Earlier this month United States Court of Appeals for the Federal Circuit (CAFC) rendered a decision in the MacLean Fogg v. U.S. case that threatens U.S. tariffs on Chinese extrusions entering the United States. The decision, released June 3, 2014, stems from an appeal by the Chinese respondents in connection with the China-wide all-others CVD rate. The previous Court of International Trade (CIT) appeal resulted in the DOC lowering the rate from 347% to 147%. In that case, none of the mandatory respondents participated; instead the Department calculated CVD rates for two voluntary respondents. The other non-reviewed companies argued that instead of receiving the PRC-wide CVD rate of 147%, they should have received an “all-others” rate reflecting the weighted-average of the two voluntary respondents (i.e., 8.5%) The CAFC took the CIT’s decision even further, invalidating the DOC’s regulation with regard to the DOC’s methodology of excluding voluntary respondents in the “all-others” rate calculation. Specifically, though the statute provides that the all-others rate should include any “individually”-calculated margins, the CAFC attacked the DOC’s regulation for limiting the statute’s directive to include “individually” calculated rates to include only mandatory – and excluding voluntary – respondents’ rates in its all-others calculation. The CAFC has reversed and remanded this proceeding to the DOC for further proceedings and recalculation of the all-others margin. This determination represents a blatant overstep by the CAFC, especially given that the decision overturns more than 20 years of DOC practice and regulatory construct.

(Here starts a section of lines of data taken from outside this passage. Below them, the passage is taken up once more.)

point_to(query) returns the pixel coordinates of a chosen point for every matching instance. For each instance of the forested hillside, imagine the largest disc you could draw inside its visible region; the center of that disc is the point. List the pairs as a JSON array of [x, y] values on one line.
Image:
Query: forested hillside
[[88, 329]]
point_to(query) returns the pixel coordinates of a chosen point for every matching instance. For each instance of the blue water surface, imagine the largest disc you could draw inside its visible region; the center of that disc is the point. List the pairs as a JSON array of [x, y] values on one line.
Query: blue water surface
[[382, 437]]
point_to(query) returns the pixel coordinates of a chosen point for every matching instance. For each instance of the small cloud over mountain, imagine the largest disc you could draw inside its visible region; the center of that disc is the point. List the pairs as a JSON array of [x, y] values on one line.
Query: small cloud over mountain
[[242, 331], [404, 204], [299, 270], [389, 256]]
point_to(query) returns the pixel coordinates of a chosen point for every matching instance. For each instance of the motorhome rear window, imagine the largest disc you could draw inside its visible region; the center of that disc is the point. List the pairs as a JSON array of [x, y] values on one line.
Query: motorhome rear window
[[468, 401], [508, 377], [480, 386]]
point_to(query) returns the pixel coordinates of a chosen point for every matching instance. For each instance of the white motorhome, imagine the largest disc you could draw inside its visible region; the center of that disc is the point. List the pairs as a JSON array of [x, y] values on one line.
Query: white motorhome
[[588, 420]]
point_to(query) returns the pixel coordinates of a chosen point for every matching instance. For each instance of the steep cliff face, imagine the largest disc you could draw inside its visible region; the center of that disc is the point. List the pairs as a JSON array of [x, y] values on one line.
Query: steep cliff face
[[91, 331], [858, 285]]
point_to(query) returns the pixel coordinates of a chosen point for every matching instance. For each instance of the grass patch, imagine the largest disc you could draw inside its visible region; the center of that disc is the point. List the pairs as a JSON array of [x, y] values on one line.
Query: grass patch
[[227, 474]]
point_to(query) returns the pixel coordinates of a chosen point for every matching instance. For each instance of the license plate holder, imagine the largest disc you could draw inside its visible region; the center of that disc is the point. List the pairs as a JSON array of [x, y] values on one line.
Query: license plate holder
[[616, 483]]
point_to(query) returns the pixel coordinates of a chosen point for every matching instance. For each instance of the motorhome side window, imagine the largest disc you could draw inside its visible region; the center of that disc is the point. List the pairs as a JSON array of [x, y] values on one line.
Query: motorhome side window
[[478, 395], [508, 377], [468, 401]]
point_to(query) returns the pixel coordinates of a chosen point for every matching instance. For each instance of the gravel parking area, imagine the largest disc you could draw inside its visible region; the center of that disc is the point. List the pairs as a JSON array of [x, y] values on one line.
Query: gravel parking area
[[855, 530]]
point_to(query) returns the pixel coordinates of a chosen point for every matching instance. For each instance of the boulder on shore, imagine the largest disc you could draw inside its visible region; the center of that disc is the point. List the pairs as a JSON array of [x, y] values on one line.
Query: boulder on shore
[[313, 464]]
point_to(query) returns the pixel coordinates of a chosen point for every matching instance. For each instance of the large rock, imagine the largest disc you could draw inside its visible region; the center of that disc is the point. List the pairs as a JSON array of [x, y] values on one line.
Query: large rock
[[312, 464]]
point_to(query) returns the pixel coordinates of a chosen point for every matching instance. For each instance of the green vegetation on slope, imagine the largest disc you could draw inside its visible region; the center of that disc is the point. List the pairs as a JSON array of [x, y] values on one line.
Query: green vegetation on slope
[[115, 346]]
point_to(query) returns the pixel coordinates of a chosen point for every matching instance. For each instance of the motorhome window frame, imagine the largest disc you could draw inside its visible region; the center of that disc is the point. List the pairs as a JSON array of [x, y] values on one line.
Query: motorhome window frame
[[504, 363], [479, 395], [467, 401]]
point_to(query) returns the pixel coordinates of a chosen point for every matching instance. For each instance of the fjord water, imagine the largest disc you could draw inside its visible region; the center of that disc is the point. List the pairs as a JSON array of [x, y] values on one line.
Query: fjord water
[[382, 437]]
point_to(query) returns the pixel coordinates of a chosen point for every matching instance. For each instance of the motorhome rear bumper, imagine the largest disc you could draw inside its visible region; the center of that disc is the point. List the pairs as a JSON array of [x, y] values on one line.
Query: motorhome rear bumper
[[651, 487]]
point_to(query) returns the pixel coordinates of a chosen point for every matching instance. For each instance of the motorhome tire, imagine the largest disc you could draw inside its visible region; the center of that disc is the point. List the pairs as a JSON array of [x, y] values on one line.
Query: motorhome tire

Specific to our case, the impacts could be felt in our pending second administrative review, which is well underway. In fact, we expect a preliminary decision from the DOC on the AD and CVD case this week. On the AD side, both mandatory respondents pulled out in the last few months leaving only Kromet as the sole voluntary respondent. Ordinarily, the rate that the DOC will calculate for Kromet will only apply to Kromet. However, in light of this decision, the rate will apply to ”all others” as well. That assumes this ruling stands.
Last week our lead attorney on this case, Robert DeFrancesco, and I made calls to staffers of key Senators in U.S. trade matters. They agreed to intervene at the DOC on our behalf to make our case. With the administrative review preliminary decision expected so soon, and considering the timing of the CAFC’s ruling, there is little we can do. However, the expected DOC decision is only the preliminary ruling. The full ruling for the second annual review is not expected until late this year. That gives us time to rally support and create a legal strategy to overturn the MacLean-Fogg decision. There will certainly be more to follow on this, and I will be asking you for your support as soon as a strategy is developed.